Поднимая копытами и колесами желтоватую пыль, телега покатила назад в город, и в деревушке вновь воцарились покой и видимость порядка. Простоявшие вторую половину ночи караульные, протяжно и широко зевая, ковыряли сапогами и древками копий землю в ожидании заветной смены; проснувшийся с первыми петухами повар, перекусив на скорую руку холодными остатками вчерашнего ужина и опохмелившись кружкой живительного креплёного пива, без особого энтузиазма таскал из-под навеса дрова, то и дело роняя их в пыль и спотыкаясь на ровном месте. Из дверей избушки, стоявшей в удалении от всех прочих домишек в том месте, где берег был куда более пологим, а воды напротив более глубокими и тихими, вывалилась дюжина худощавых и уже далеко немолодых рыбаков со светлыми, выгоревшими на солнце и побелевшими от соли спутанным в клочья волосами и тёмной, словно у заправского арапа сухой, морщинистой кожей, походившей на кожуру варёного картофеля. Пока одни пошли снимать и складывать сушившиеся на палках сети, другие направились к лежавшим на мелкой гальке ялам и, ухватившись за борта, принялись слаженно толкать их к плескавшейся воде. Им предстояло наловить достаточно рыбы для прокормления не только себя, но и сторожевой заставы и даже Утёса, что у них получалось далеко не всегда, и заключённым по несколько дней к ряду приходилось грустно жевать одну и ту же пресную, склизкую кашу, чей блеклый и при этом чрезвычайно омерзительный вкус не смог бы долго терпеть даже предавшийся самой суровой аскезе монах, предпочтя ей диету из воды и пепла.

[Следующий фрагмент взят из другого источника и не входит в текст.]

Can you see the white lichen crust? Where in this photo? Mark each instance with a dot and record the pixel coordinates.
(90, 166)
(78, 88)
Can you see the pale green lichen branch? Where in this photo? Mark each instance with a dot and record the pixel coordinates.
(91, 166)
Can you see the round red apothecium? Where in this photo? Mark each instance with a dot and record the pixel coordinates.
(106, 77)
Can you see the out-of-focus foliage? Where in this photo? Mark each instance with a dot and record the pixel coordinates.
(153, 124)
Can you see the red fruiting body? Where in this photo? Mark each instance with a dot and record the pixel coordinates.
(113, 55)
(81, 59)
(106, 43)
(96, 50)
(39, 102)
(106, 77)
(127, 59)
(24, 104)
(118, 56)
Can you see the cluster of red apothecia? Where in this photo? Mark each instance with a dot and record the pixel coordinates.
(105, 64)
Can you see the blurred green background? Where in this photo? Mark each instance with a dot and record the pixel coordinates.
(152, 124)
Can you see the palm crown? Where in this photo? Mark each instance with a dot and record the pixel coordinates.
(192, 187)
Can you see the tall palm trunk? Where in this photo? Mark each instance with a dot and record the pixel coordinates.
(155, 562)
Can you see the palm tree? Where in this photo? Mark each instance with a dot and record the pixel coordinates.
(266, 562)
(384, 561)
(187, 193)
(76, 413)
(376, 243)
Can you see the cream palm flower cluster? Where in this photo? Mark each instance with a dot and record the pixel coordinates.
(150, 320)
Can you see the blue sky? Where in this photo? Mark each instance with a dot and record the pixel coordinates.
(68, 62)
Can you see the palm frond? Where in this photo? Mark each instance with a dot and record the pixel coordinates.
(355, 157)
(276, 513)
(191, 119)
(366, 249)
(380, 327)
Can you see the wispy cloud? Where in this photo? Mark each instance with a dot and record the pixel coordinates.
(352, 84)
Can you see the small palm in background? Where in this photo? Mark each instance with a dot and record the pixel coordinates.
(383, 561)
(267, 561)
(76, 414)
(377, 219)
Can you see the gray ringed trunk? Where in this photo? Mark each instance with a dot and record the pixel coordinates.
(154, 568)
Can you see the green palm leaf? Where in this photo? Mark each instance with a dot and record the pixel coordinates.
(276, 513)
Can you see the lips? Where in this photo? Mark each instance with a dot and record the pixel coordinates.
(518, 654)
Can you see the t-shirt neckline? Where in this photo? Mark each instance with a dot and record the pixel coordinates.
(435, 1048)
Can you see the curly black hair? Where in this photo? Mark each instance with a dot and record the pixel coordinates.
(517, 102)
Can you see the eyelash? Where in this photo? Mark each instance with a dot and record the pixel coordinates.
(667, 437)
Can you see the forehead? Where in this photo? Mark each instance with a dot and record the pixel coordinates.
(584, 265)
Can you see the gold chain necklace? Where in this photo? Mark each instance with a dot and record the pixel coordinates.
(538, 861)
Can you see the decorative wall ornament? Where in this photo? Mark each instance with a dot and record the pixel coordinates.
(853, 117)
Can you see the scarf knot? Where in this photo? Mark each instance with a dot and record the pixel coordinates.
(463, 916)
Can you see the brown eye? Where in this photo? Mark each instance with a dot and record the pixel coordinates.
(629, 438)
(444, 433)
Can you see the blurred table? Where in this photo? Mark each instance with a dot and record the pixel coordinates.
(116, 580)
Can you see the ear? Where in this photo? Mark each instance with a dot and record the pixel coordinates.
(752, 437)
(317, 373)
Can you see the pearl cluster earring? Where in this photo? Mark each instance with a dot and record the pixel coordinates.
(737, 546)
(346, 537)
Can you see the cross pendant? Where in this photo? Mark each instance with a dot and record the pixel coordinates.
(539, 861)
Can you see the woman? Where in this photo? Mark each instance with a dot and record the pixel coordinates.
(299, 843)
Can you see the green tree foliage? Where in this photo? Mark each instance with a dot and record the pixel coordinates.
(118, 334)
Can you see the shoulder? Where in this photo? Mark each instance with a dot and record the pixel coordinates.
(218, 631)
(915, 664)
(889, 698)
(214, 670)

В ту пору, когда вышедшие в море на вёсельном ходу судёнышки набрали нужную скорость и достигли мест с подходившей для ловли глубиной, и когда вставшие в половину роста кормчие уже готовились бросать неводы за борт, стараясь при том не угодить в пучину вслед за снастями, ворота замка распахнулись, и из них неторопливо выехала лишённая изысканных убранств карета, на чьих козлах восседал гном в кожаном жилете на голом теле. Заметив их появление, Хромос юркнул внутрь конюшни и спрятался в одном из стойл подле взнузданной по его приказу кобылы. Ещё он наказал стражам не сообщать никому о своём прибытии, так что он питал некую уверенность, больше походившую на зыбку верую в том, что демоны не знали о его погони и слежке, но всё же он посчитал необходимым подготовить всё для бегства, если одержимые вдруг решат остаться в посёлке. Капитан искренне надеялся, что могучая нечисть всё же была медленнее худого скакуна.